For a while, Robin Gibb got to make his own music, pained and melancholy and beautiful, in its own way. The weight of the world is on his shoulders, walking alone; a mixed-up kid, learning the hard way that independence means sacrifice and isn't always the joyous thing it's made out to be. For now he walks alone, apart from his brothers...who are next.


*By the overly orchstrated near funeral march pace, we already know this is a song of heartbreak, though not in the Housewives of Valium Court style, exactly.

2 comments:

Bob Stanley said...

I used to think the last line of the chorus was "Now I walk down our grey lane", which suits the song's Dickensian pallor.

The repetition of the verse - basically "I cried for you" eight times with just the odd word change" - paints a fabulously bleak picture. It's as if the male character in Eloise has been ground down, reduced to walking in circles, repeating the same words to his lost love over and over.

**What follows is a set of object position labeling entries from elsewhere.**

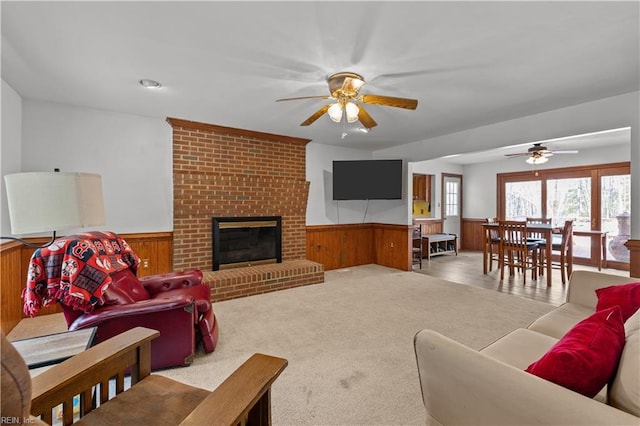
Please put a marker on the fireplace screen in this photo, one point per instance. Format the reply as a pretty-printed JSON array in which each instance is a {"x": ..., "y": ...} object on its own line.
[{"x": 246, "y": 241}]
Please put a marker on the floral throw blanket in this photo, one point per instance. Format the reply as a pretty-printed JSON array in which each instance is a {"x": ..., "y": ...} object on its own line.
[{"x": 75, "y": 270}]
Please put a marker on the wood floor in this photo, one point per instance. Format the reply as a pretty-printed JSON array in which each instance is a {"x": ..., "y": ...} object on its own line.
[{"x": 466, "y": 268}]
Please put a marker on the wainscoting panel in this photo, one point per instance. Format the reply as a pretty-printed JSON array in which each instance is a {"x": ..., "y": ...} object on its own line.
[
  {"x": 342, "y": 246},
  {"x": 472, "y": 234},
  {"x": 157, "y": 248}
]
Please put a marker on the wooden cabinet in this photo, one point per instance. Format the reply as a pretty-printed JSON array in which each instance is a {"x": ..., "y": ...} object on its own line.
[
  {"x": 437, "y": 244},
  {"x": 419, "y": 187}
]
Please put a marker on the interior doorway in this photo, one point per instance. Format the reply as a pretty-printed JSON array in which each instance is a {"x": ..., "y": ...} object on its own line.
[{"x": 451, "y": 203}]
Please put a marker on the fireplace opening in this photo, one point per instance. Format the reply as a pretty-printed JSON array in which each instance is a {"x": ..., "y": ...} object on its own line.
[{"x": 246, "y": 241}]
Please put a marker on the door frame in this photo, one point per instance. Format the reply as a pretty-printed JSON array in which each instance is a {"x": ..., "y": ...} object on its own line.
[{"x": 443, "y": 199}]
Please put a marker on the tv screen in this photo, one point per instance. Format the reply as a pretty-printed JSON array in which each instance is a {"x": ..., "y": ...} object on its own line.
[{"x": 367, "y": 180}]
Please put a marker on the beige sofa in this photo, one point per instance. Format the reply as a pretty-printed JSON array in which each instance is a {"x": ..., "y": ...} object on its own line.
[{"x": 463, "y": 386}]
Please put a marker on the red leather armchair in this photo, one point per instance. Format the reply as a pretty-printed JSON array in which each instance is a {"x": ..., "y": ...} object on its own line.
[
  {"x": 93, "y": 277},
  {"x": 176, "y": 304}
]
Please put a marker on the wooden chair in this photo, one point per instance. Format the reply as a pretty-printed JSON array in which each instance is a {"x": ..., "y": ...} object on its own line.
[
  {"x": 539, "y": 238},
  {"x": 244, "y": 398},
  {"x": 493, "y": 243},
  {"x": 560, "y": 246},
  {"x": 515, "y": 251},
  {"x": 416, "y": 247}
]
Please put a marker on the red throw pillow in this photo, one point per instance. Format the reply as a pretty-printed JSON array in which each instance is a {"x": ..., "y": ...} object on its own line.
[
  {"x": 627, "y": 296},
  {"x": 586, "y": 358}
]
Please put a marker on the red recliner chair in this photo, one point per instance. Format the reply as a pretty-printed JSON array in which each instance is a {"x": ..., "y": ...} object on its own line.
[{"x": 92, "y": 275}]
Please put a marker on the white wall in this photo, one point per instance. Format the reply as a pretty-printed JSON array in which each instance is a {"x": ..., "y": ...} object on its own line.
[
  {"x": 436, "y": 168},
  {"x": 132, "y": 153},
  {"x": 10, "y": 153},
  {"x": 480, "y": 180},
  {"x": 323, "y": 210},
  {"x": 609, "y": 113}
]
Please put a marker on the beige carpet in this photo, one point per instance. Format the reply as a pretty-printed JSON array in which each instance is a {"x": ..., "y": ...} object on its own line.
[{"x": 349, "y": 342}]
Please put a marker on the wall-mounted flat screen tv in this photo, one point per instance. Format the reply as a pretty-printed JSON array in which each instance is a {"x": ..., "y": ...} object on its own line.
[{"x": 367, "y": 180}]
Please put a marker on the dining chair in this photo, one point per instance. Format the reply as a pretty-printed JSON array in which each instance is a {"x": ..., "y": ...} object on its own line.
[
  {"x": 539, "y": 238},
  {"x": 516, "y": 251},
  {"x": 492, "y": 242},
  {"x": 560, "y": 246}
]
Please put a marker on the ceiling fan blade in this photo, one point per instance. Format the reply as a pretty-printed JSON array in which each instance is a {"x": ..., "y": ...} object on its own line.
[
  {"x": 315, "y": 115},
  {"x": 389, "y": 101},
  {"x": 303, "y": 97},
  {"x": 365, "y": 118}
]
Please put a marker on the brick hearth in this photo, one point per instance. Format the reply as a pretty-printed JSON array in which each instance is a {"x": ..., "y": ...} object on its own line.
[
  {"x": 227, "y": 172},
  {"x": 240, "y": 282}
]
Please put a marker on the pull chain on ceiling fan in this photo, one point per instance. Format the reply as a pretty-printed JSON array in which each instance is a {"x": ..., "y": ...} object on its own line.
[{"x": 344, "y": 88}]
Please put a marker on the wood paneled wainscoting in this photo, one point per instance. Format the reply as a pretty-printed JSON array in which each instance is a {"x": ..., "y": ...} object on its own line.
[
  {"x": 472, "y": 234},
  {"x": 155, "y": 250},
  {"x": 342, "y": 246}
]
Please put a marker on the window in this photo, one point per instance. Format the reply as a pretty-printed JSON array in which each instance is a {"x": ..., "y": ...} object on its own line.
[
  {"x": 451, "y": 207},
  {"x": 595, "y": 197}
]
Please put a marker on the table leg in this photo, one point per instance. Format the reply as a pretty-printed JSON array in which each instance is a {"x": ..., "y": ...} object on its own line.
[
  {"x": 548, "y": 250},
  {"x": 485, "y": 247},
  {"x": 603, "y": 246}
]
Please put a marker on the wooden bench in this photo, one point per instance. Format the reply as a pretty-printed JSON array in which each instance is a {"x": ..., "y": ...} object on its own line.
[{"x": 244, "y": 398}]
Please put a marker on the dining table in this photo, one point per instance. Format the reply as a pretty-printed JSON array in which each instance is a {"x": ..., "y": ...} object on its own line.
[{"x": 545, "y": 229}]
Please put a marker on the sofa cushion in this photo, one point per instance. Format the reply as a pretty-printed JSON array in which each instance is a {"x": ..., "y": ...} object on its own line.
[
  {"x": 559, "y": 321},
  {"x": 624, "y": 391},
  {"x": 520, "y": 348},
  {"x": 586, "y": 358},
  {"x": 124, "y": 289},
  {"x": 626, "y": 296}
]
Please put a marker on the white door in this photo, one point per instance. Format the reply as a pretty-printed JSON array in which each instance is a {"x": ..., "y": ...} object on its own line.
[{"x": 451, "y": 203}]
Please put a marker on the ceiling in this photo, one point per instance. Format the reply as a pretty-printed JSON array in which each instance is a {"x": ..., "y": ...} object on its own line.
[{"x": 467, "y": 63}]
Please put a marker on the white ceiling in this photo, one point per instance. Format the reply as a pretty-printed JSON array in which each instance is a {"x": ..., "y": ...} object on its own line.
[{"x": 468, "y": 63}]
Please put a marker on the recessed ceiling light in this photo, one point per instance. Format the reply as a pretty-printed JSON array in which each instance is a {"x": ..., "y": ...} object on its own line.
[{"x": 150, "y": 84}]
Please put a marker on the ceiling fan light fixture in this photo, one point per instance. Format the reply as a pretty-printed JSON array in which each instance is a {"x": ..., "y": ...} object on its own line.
[
  {"x": 149, "y": 84},
  {"x": 537, "y": 160},
  {"x": 352, "y": 111},
  {"x": 335, "y": 112}
]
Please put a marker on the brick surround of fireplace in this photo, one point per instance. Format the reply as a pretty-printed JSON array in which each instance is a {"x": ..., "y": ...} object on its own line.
[{"x": 222, "y": 171}]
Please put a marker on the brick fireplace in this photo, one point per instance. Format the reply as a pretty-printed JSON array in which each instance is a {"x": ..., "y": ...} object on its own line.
[{"x": 226, "y": 172}]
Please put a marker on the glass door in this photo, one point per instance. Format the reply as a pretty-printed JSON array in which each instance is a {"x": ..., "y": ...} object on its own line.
[
  {"x": 570, "y": 199},
  {"x": 615, "y": 203}
]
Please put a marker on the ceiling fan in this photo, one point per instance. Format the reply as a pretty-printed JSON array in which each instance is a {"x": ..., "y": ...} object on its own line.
[
  {"x": 539, "y": 154},
  {"x": 347, "y": 103}
]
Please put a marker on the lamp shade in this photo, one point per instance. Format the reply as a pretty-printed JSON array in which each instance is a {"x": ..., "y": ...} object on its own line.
[{"x": 51, "y": 201}]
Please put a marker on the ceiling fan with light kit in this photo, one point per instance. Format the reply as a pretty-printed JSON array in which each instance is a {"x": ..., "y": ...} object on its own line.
[
  {"x": 347, "y": 103},
  {"x": 539, "y": 154}
]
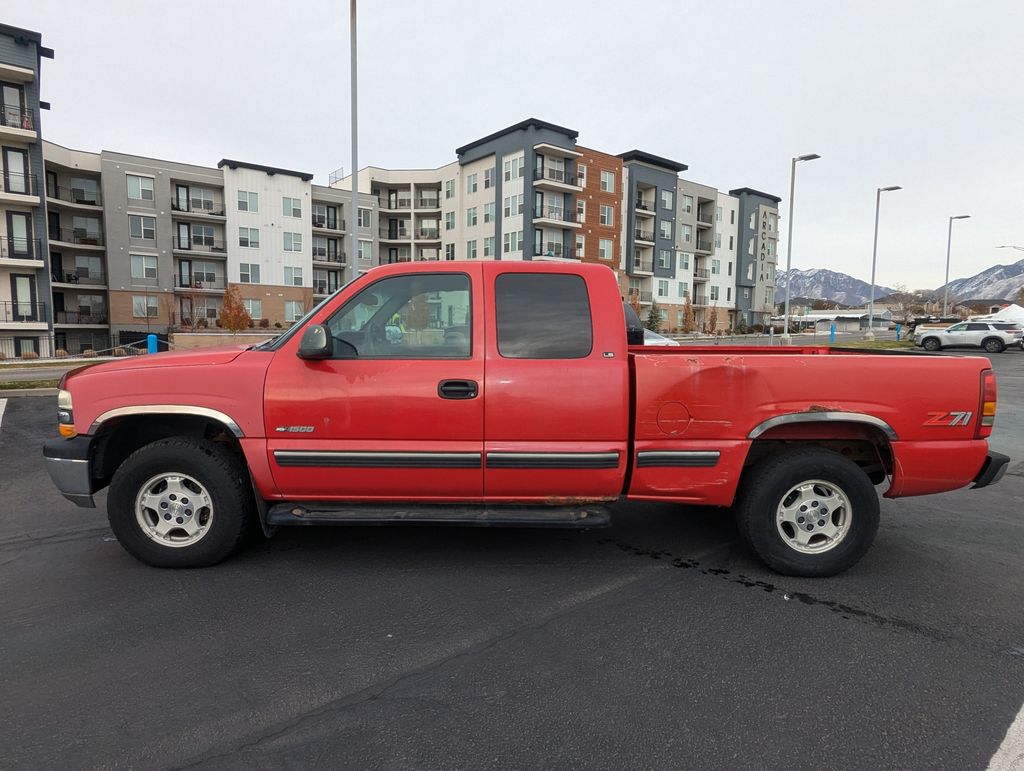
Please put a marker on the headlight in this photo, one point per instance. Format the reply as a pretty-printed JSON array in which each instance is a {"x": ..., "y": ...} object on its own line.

I really like this record.

One more observation - first hit single to feature a drum machine, two years ahead of Family Affair.

harveyw said...

I always thought it was "our grave lane", which is even bleaker.

There's really nothing to this song in terms of lyric, and the melody is rather rudimentary too. But wow, what a record it is. Definitely a yin/yang thing going on with Eloise.